Lots of albums have a “title track,” i.e. the album and a song therein have the exact same title. (Dire Straits - Brothers In Arms; Pink Floyd - Wish You Were Here; etc., etc…)
So I heard Robert Cray’s Right Next Door (Because of Me) this morning. The first line of the chorus is: “She was right next door and I’m such a strong persuader…”
“Strong Persuader” is the title of the album on which this song appears, but it’s not the title of the song.
The word “love” occurs in songs on both Aztec Camera’s and the Beatles’ albums of that name (in the former case, I think it’s partly inspired by the opening line of the song “How Men Are”).
“Selling England by the pound” (Genesis) is a line from “Dancing with the Moonlit Knight”. Seven Worlds Collide by Neil Finn takes its title from the song “Distant Sun”, although the actual line is “seven worlds will collide”.
The title Bang! is taken from the song “Is it Like Today?” on the World Party album.
I wanted to cite Steely Dan’s Katy Lied, but it seems “Doctor Wu” contains the phrases “Katy tried” and “Katy lies,” but not “Katy lied.”
So how about–
Jethro Tull: Stormwatch (“Dun Ringill”)
Kinks: Everybody’s in Showbiz (“Celluloid Heroes”)
Elvis Costello: My Aim Is True (“Alison”)
Elvis Costello: Brutal Youth (“Favourite Hour”)
The closing tracks of Pink Floyd’s Dark Side of the Moon are Brain Damage, which has ‘I’ll see you on the dark side of the moon’, and Eclipse, in which the lyrics are followed by a bloke saying ‘There is no dark side of the moon really. (Matter of fact it’s all dark)’.
The title of Wilco’s Yankee Hotel Foxtrot album is repeated at end of the song “Poor Places”, although not as lyrics, but from a snippet of a broadcast from a numbers station.
Muse’s Black Holes and Revelations (line from “Starlight”), though they also have a song “Supermassive Black Hole” from the same album, but no reference to revelations
This doesn’t quite fit but it’s odd enough that I thought I’d mention it anyway. The album “Starless and Bible Black” by King Crimson contains a song of the same name, but it’s an instrumental. But on their next album, “Red”, there was a song called “Starless” that had the refrain “Starless and bible black”. (The title track to the album “Red” was also an instrumental, but the album also contains a vocal track called “One More Red Nightmare”.)
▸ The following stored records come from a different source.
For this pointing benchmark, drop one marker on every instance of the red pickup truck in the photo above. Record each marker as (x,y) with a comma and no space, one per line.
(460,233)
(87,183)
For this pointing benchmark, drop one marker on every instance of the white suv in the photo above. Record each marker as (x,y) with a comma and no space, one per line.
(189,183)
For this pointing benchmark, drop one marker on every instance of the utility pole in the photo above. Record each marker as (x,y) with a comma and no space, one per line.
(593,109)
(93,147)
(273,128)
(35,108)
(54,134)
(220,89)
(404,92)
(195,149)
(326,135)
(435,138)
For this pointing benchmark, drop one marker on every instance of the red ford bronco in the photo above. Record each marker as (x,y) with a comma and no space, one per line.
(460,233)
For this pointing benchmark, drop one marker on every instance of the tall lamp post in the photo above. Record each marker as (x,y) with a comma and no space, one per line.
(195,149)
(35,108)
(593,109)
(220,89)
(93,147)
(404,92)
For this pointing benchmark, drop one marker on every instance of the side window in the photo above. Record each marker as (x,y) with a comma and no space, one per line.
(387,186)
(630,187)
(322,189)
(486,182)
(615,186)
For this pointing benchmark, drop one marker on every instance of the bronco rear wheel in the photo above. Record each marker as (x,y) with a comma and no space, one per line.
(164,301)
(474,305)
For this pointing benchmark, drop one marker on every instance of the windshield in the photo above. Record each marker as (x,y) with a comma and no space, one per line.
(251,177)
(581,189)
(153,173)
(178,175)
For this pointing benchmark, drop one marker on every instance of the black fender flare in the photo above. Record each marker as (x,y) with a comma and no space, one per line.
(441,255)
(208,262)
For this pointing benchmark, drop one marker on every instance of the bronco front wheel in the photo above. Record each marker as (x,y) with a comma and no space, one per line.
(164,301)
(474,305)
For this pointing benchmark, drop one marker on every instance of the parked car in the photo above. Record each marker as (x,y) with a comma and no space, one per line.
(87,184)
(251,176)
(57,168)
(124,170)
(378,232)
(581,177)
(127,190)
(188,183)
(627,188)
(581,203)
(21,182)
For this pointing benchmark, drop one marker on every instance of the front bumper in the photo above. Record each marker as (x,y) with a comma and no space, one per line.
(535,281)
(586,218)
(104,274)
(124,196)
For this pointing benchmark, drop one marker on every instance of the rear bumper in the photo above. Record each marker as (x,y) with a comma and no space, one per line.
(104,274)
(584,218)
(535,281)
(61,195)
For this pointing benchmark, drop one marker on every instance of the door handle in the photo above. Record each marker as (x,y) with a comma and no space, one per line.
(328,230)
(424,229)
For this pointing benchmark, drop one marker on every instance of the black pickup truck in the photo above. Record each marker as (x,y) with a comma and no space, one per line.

Somewhat similarly, the live Grateful Dead album “Steal Your Face”, which was sort of a companion piece to The Grateful Dead Movie, takes its title from the lyrics of “He’s Gone”, which appears in the movie but not on the album.
Yes’s Relayer is like that. The word “relayer” doesn’t appear in the lyrics of that album, but it occurs prominently as a refrain in “The Remembering” from the previous album, Tales from Topographic Oceans.